Sport / 29.06.2014 • 19:21 Uhr / 4 Minuten Lesezeit
Horst Zangl und Christian Adam mit José (Mitte), dem Chef der „Churrascaria Nova Pampa“ in Campinas. Privat
Horst Zangl und Christian Adam mit José (Mitte), dem Chef der „Churrascaria Nova Pampa“ in Campinas. Privat

Rio de Janeiro. Die erste Begegnung war eine rein zufällige und liegt nun schon gut 14 Tage zurück. Es war in einer dieser lauen Winternächte in Rio, nur der Schnürlregen störte. Da bei mir gleichzeitig das Hungergefühl anklopfte, suchte ich nach einem Lokal. Dass ich dann beim ersten Versuch abgeblitzt bin, weil bei dem Wetter niemand draußen sitzen wollte, sollte sich später als Glücksfall herausstellen.
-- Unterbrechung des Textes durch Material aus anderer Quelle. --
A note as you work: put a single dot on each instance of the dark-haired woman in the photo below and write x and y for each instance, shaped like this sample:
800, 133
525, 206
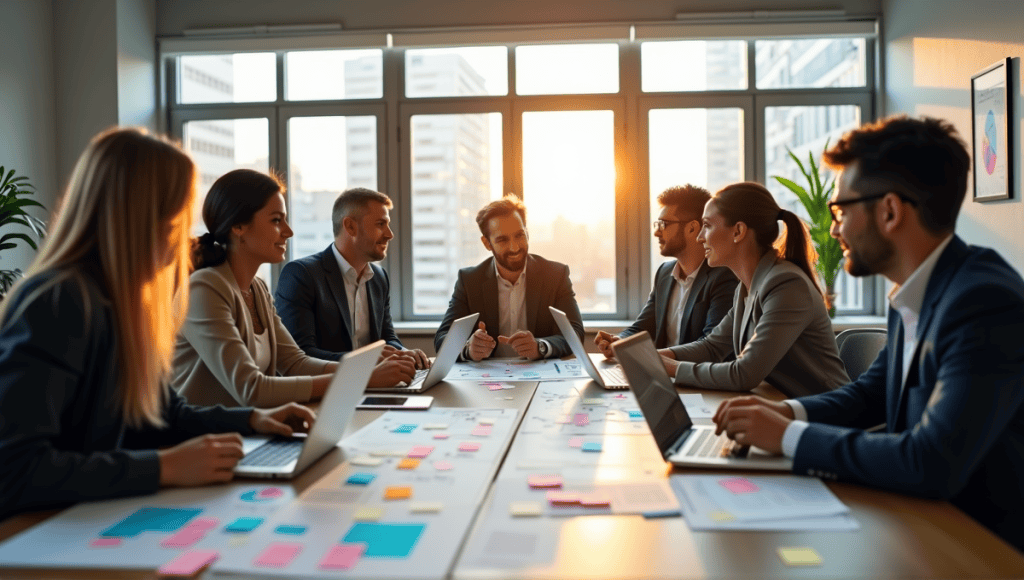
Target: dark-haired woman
232, 348
778, 328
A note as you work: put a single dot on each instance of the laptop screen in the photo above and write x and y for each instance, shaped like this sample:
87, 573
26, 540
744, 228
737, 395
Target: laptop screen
655, 392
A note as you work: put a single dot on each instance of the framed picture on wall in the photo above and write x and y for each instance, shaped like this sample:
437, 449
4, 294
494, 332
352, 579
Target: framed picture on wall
990, 112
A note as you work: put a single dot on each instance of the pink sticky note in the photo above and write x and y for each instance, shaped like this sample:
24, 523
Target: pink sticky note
104, 542
188, 563
739, 485
278, 554
342, 556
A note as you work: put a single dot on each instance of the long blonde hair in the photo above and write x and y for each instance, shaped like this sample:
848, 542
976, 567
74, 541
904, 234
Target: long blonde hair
128, 190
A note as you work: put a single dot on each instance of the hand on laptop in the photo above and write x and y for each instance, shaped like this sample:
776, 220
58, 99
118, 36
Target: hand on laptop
754, 420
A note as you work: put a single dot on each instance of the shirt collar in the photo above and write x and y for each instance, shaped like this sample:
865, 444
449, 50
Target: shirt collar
910, 294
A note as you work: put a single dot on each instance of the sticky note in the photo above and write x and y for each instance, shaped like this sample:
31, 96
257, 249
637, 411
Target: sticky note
525, 509
278, 554
359, 479
342, 556
243, 525
367, 513
421, 451
398, 492
188, 563
739, 485
799, 556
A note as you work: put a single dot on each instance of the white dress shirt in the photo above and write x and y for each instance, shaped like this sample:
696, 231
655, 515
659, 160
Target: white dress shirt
355, 292
906, 300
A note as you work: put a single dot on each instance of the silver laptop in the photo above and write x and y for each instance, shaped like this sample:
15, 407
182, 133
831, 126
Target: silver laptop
680, 441
608, 377
285, 457
455, 341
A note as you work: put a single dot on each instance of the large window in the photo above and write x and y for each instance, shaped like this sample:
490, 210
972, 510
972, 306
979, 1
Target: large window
587, 132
Eine Tür mit einer engelsgleichen Statue daneben hatte mich magisch angezogen. Davor standen Menschen in der Schlange. Selbst das hinderte mich nicht daran, ebenfalls anzustehen. Dabei wusste ich nicht einmal, was mich im Restaurant erwarten würde. Gut 20 Minuten dauerte die Wartezeit, ehe sich die Tür für mich öffnete. Dahinter befand sich ein großer Saal, in dem es hektisch zuging. Die Ober, oder sollte ich besser sagen die Grillmeister, eilten schnellen Schrittes von Tisch zu Tisch. In gekonnter Art und Weise schnitten sie das Fleisch mit einem scharfen Messer hauchdünn vom Spieß und ließen es kunstvoll auf den Teller gleiten. „Was ist denn hier los?“, dachte ich bei mir, als mich schon ein Kellner zu einem freien Tisch geleitete. Einmal Platz genommen, war seine folgende Erklärung kurz und bündig. Er zeigte mir den Weg zum Buffet und die Beilagenkarte, ansonsten, erklärte er mir im gebrochenen Englisch, sei Fleisch angesagt . . .

Das Abend- oder besser das nächtliche Essen sollte schließlich eine echte Prüfung für meinen Magen werden. Ich erlebte eine „neverending story“ in Sachen Grillerei und durfte feststellen, wie einfallsreich und vielfältig die Fleischauswahl auf einem Spieß sein kann. Denn in regelmäßigen Abständen kommt das Personal und bietet unterschiedliche Fleischsorten an. Die Spieße quasi im ewigen Kreislauf zwischen Feuer und Tisch.

Bei meinem Besuch bei Horst Zangl und seiner Familie wurde ich dann endgültig zum Fan dieser vor allem für Süd-Brasilien so traditionellen Restaurants. In Campinas erfuhr ich auch, dass diese „Churrascaria“ („Churrasco“ steht für „Fleisch“) heißen. Weiters dass jeder Gast oder Tisch eine Art persönliche „Fleisch-Ampel“ erhält – zumeist in der Form eines Bierdeckels, wobei die beiden Seiten rot oder grün gefärbt sind. Ist die grüne Seite aufgedeckt, wird weiterhin Fleisch angeboten. Die rote Seite signalisiert die vorübergehende Sättigung. Mit diesem Wissen hätte ich mir bei meinem ersten Essen in einer „Churrascaria“ wohl ein bisschen leichter getan. Dennoch fühlte ich mich in beiden Fällen wie ein König, kein Wunder, hieß das Restaurant in Rio doch „Churasscaria ­Palace“.